We're running ESP 5.1 SP04 on RHEL 6 (studio : Version: 5.1.04.00/20131119.1/SP04 PL00/winnt/x86_64/64-bit/OPT/Tue, Nov 19, 2013 4:06:09 AM) (server : ESP 5.1.04.00).
Cheers,
Michael
Quickly following up on my last post. After explicitly setting the "memory" option in my project configuration file (.ccr) to "2048" (megabytes) and redeploying my project, and watching the same accumulation of memory.....the cluster stopped and restarted my project (breaking connections to ESP Studio where I am watching the contents of the windows) precisely when the VIRTUAL memory hit 2048.
Have you seen this before?
Michael
Michael,
From your description I can't say how many windows you are sending to the Window.
With your simple model where you have 4 input Windows with a KEEP ALL policy the only way that I can see the memory continuously growing is when you have only inserts flowing into the Windows.
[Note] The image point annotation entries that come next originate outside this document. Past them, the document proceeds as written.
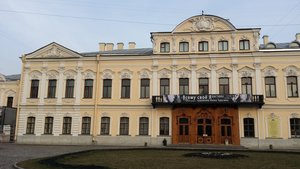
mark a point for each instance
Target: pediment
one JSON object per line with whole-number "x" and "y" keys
{"x": 53, "y": 51}
{"x": 201, "y": 23}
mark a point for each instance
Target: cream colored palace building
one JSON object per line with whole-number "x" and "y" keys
{"x": 205, "y": 82}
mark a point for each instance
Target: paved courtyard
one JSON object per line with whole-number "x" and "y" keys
{"x": 12, "y": 153}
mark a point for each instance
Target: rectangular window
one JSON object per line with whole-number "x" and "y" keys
{"x": 244, "y": 45}
{"x": 165, "y": 47}
{"x": 34, "y": 90}
{"x": 223, "y": 45}
{"x": 88, "y": 88}
{"x": 124, "y": 126}
{"x": 203, "y": 46}
{"x": 107, "y": 84}
{"x": 144, "y": 126}
{"x": 164, "y": 126}
{"x": 203, "y": 86}
{"x": 86, "y": 126}
{"x": 292, "y": 86}
{"x": 51, "y": 88}
{"x": 164, "y": 86}
{"x": 270, "y": 86}
{"x": 183, "y": 47}
{"x": 67, "y": 123}
{"x": 295, "y": 127}
{"x": 246, "y": 85}
{"x": 145, "y": 88}
{"x": 105, "y": 124}
{"x": 69, "y": 88}
{"x": 48, "y": 125}
{"x": 183, "y": 86}
{"x": 125, "y": 90}
{"x": 30, "y": 125}
{"x": 249, "y": 127}
{"x": 224, "y": 85}
{"x": 9, "y": 102}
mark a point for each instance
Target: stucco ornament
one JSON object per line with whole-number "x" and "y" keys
{"x": 202, "y": 23}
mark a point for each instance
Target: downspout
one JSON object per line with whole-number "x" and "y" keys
{"x": 23, "y": 58}
{"x": 96, "y": 99}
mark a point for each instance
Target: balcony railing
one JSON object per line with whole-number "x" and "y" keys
{"x": 209, "y": 99}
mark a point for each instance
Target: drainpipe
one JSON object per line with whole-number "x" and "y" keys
{"x": 96, "y": 99}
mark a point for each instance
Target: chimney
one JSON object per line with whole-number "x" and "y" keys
{"x": 131, "y": 45}
{"x": 120, "y": 45}
{"x": 102, "y": 46}
{"x": 266, "y": 39}
{"x": 109, "y": 47}
{"x": 298, "y": 37}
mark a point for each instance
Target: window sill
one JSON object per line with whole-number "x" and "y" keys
{"x": 104, "y": 135}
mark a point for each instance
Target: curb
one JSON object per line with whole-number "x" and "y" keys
{"x": 16, "y": 166}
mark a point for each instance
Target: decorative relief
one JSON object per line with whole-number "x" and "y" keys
{"x": 126, "y": 74}
{"x": 35, "y": 74}
{"x": 246, "y": 72}
{"x": 269, "y": 71}
{"x": 124, "y": 115}
{"x": 145, "y": 74}
{"x": 164, "y": 73}
{"x": 107, "y": 74}
{"x": 89, "y": 74}
{"x": 183, "y": 73}
{"x": 224, "y": 72}
{"x": 202, "y": 23}
{"x": 70, "y": 74}
{"x": 203, "y": 73}
{"x": 291, "y": 71}
{"x": 295, "y": 115}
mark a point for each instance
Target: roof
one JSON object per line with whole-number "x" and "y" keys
{"x": 13, "y": 77}
{"x": 140, "y": 51}
{"x": 278, "y": 45}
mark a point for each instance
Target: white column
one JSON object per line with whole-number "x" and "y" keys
{"x": 154, "y": 81}
{"x": 193, "y": 79}
{"x": 174, "y": 80}
{"x": 60, "y": 85}
{"x": 43, "y": 86}
{"x": 258, "y": 78}
{"x": 235, "y": 79}
{"x": 78, "y": 86}
{"x": 25, "y": 90}
{"x": 213, "y": 87}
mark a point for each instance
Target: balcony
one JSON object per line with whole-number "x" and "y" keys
{"x": 209, "y": 100}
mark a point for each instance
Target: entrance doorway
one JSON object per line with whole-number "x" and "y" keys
{"x": 184, "y": 136}
{"x": 204, "y": 131}
{"x": 226, "y": 134}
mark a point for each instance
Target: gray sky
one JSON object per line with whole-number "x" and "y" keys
{"x": 26, "y": 25}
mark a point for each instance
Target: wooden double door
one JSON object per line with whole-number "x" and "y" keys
{"x": 205, "y": 127}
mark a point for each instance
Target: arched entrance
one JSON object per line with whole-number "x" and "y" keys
{"x": 204, "y": 129}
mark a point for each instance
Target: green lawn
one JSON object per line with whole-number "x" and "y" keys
{"x": 163, "y": 159}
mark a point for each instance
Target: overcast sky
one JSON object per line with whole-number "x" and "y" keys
{"x": 26, "y": 25}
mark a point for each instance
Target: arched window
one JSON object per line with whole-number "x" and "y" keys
{"x": 183, "y": 47}
{"x": 249, "y": 127}
{"x": 295, "y": 127}
{"x": 144, "y": 126}
{"x": 164, "y": 126}
{"x": 124, "y": 126}
{"x": 105, "y": 124}
{"x": 165, "y": 47}
{"x": 244, "y": 45}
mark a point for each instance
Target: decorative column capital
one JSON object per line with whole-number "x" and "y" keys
{"x": 213, "y": 66}
{"x": 234, "y": 65}
{"x": 257, "y": 65}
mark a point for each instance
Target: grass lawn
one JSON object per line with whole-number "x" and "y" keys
{"x": 163, "y": 159}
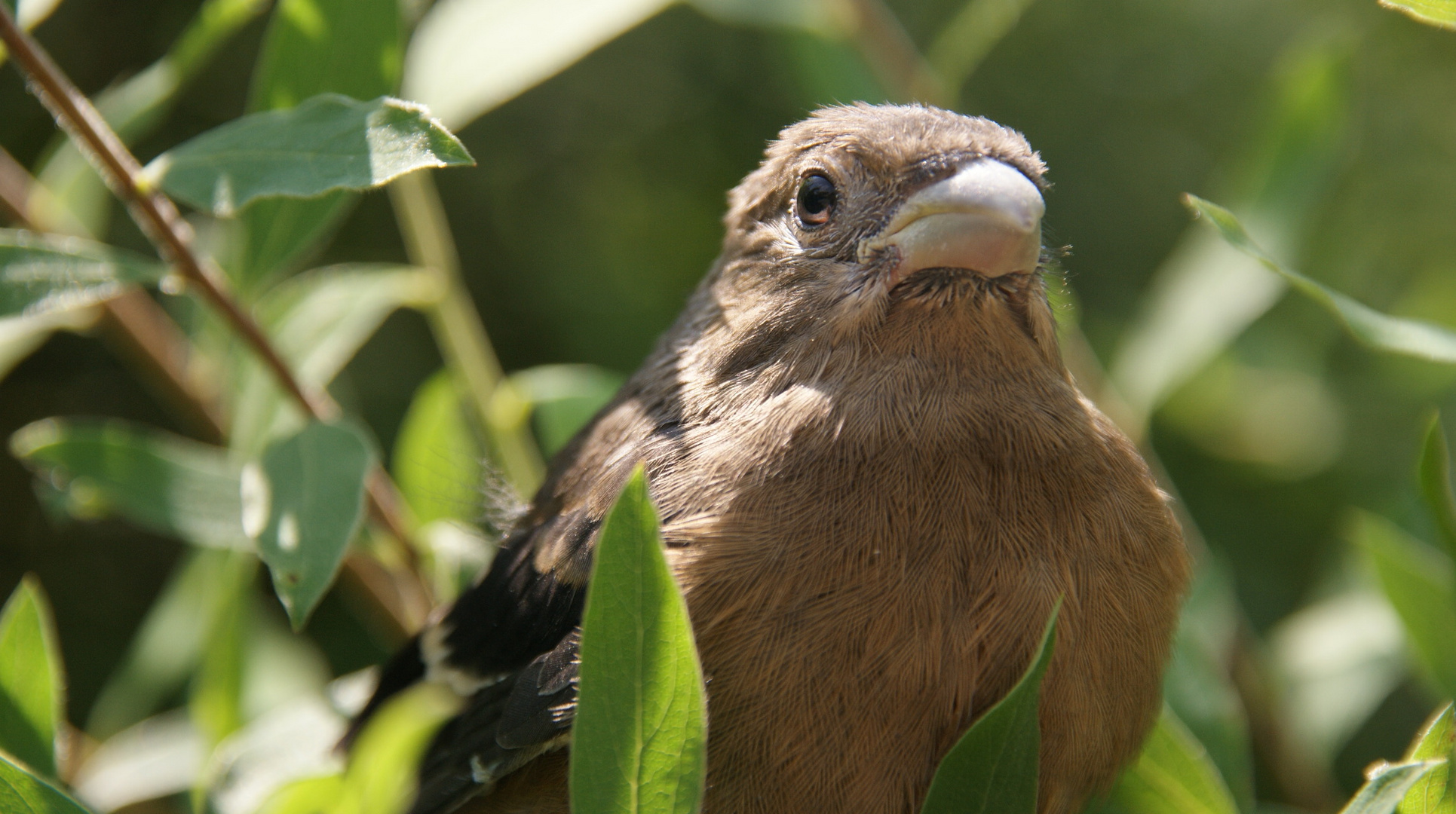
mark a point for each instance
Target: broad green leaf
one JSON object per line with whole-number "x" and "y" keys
{"x": 469, "y": 56}
{"x": 1430, "y": 12}
{"x": 22, "y": 792}
{"x": 1418, "y": 583}
{"x": 995, "y": 765}
{"x": 303, "y": 506}
{"x": 350, "y": 47}
{"x": 564, "y": 398}
{"x": 437, "y": 459}
{"x": 1433, "y": 794}
{"x": 156, "y": 479}
{"x": 641, "y": 728}
{"x": 1387, "y": 787}
{"x": 317, "y": 322}
{"x": 32, "y": 682}
{"x": 383, "y": 767}
{"x": 1435, "y": 478}
{"x": 1172, "y": 775}
{"x": 41, "y": 274}
{"x": 1410, "y": 337}
{"x": 326, "y": 143}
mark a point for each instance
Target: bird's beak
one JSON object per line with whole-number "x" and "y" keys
{"x": 986, "y": 219}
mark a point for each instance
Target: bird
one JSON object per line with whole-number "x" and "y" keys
{"x": 875, "y": 479}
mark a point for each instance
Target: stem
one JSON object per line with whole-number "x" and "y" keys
{"x": 458, "y": 326}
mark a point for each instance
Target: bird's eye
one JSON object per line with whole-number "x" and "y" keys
{"x": 814, "y": 201}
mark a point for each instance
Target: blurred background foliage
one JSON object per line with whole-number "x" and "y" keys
{"x": 1329, "y": 127}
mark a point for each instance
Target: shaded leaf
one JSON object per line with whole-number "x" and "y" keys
{"x": 1418, "y": 583}
{"x": 1433, "y": 794}
{"x": 1172, "y": 775}
{"x": 156, "y": 479}
{"x": 326, "y": 143}
{"x": 1387, "y": 787}
{"x": 639, "y": 734}
{"x": 995, "y": 765}
{"x": 41, "y": 274}
{"x": 303, "y": 506}
{"x": 469, "y": 56}
{"x": 1410, "y": 337}
{"x": 22, "y": 792}
{"x": 32, "y": 682}
{"x": 1430, "y": 12}
{"x": 1435, "y": 479}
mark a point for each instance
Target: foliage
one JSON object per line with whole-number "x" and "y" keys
{"x": 222, "y": 702}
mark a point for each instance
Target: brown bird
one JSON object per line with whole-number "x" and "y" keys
{"x": 875, "y": 478}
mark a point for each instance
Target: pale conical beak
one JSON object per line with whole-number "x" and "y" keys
{"x": 986, "y": 219}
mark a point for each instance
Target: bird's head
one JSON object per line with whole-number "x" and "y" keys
{"x": 871, "y": 216}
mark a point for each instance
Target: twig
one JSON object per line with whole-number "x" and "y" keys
{"x": 159, "y": 219}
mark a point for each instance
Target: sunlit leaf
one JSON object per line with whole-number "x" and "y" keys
{"x": 156, "y": 479}
{"x": 1172, "y": 775}
{"x": 32, "y": 682}
{"x": 1418, "y": 583}
{"x": 995, "y": 765}
{"x": 1387, "y": 787}
{"x": 1435, "y": 478}
{"x": 641, "y": 727}
{"x": 1430, "y": 12}
{"x": 303, "y": 506}
{"x": 1433, "y": 794}
{"x": 1410, "y": 337}
{"x": 469, "y": 56}
{"x": 22, "y": 792}
{"x": 41, "y": 274}
{"x": 326, "y": 143}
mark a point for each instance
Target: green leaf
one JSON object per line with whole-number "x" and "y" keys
{"x": 22, "y": 792}
{"x": 156, "y": 479}
{"x": 326, "y": 143}
{"x": 41, "y": 274}
{"x": 471, "y": 56}
{"x": 437, "y": 459}
{"x": 641, "y": 728}
{"x": 1435, "y": 478}
{"x": 1433, "y": 794}
{"x": 996, "y": 762}
{"x": 303, "y": 506}
{"x": 1410, "y": 337}
{"x": 383, "y": 767}
{"x": 1172, "y": 775}
{"x": 1387, "y": 787}
{"x": 32, "y": 682}
{"x": 1418, "y": 583}
{"x": 1432, "y": 12}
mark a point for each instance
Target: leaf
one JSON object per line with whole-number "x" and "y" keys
{"x": 1432, "y": 12}
{"x": 1387, "y": 787}
{"x": 156, "y": 479}
{"x": 326, "y": 143}
{"x": 32, "y": 682}
{"x": 1435, "y": 478}
{"x": 437, "y": 459}
{"x": 303, "y": 506}
{"x": 383, "y": 767}
{"x": 641, "y": 728}
{"x": 1433, "y": 794}
{"x": 1418, "y": 583}
{"x": 1172, "y": 775}
{"x": 22, "y": 792}
{"x": 471, "y": 56}
{"x": 995, "y": 765}
{"x": 1410, "y": 337}
{"x": 44, "y": 274}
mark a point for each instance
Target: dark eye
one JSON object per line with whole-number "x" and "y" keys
{"x": 816, "y": 200}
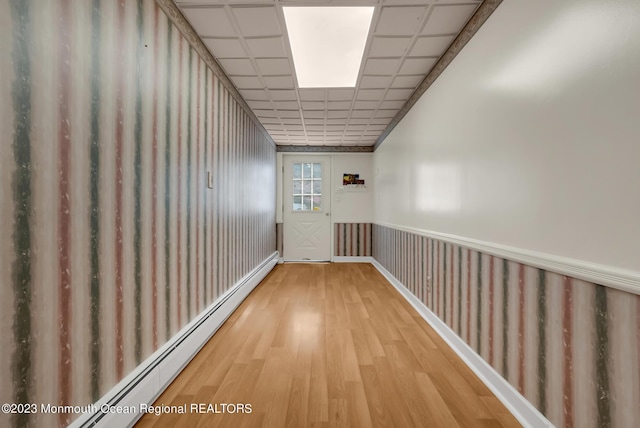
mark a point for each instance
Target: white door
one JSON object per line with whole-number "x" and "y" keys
{"x": 307, "y": 208}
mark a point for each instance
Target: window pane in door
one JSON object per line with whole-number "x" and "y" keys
{"x": 307, "y": 186}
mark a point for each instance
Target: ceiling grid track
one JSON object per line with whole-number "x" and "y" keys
{"x": 409, "y": 44}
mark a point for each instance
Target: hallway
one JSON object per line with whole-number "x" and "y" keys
{"x": 336, "y": 346}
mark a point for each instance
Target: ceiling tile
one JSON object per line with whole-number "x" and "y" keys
{"x": 340, "y": 94}
{"x": 313, "y": 105}
{"x": 372, "y": 82}
{"x": 260, "y": 105}
{"x": 386, "y": 113}
{"x": 339, "y": 105}
{"x": 254, "y": 94}
{"x": 225, "y": 48}
{"x": 237, "y": 67}
{"x": 362, "y": 114}
{"x": 267, "y": 47}
{"x": 398, "y": 94}
{"x": 246, "y": 82}
{"x": 389, "y": 46}
{"x": 379, "y": 121}
{"x": 282, "y": 94}
{"x": 265, "y": 113}
{"x": 392, "y": 104}
{"x": 257, "y": 21}
{"x": 431, "y": 46}
{"x": 381, "y": 66}
{"x": 338, "y": 114}
{"x": 273, "y": 66}
{"x": 417, "y": 65}
{"x": 370, "y": 94}
{"x": 289, "y": 113}
{"x": 312, "y": 94}
{"x": 313, "y": 114}
{"x": 279, "y": 82}
{"x": 364, "y": 105}
{"x": 408, "y": 82}
{"x": 448, "y": 19}
{"x": 398, "y": 21}
{"x": 209, "y": 21}
{"x": 360, "y": 120}
{"x": 286, "y": 105}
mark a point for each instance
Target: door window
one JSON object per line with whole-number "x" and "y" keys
{"x": 307, "y": 186}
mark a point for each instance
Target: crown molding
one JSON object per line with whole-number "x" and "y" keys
{"x": 325, "y": 149}
{"x": 477, "y": 20}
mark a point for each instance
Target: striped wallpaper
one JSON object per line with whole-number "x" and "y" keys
{"x": 571, "y": 347}
{"x": 110, "y": 240}
{"x": 352, "y": 239}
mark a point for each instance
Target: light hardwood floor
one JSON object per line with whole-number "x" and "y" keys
{"x": 329, "y": 345}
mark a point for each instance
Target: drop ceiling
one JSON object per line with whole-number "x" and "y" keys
{"x": 249, "y": 40}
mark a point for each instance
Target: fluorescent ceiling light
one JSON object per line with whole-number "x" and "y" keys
{"x": 327, "y": 44}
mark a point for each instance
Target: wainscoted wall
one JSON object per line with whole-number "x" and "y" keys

Can you try set a retention policy say KEEP 100 ROWS and see if memory still grows?
Alice,
I upgraded last evening from SP04 to SP04 PL03. The leaks are history. For a patch installation
it was a little bumpy (I had to restore service.xml and keystore_rsa.jks from my backup after the installation), with questions that should not be asked (like naming the cluster, setting passwords, etc)
but those potholes were mentioned in the cover letter for EBF 23062.
Turns out we are using the generic database adapter (ODBC) extensively to poll our sources and that seems to have gotten right to the heart of the leak we were witnessing.
Thanks again,
Michael
Message was edited by: Michael Scharber (corrected target patch level).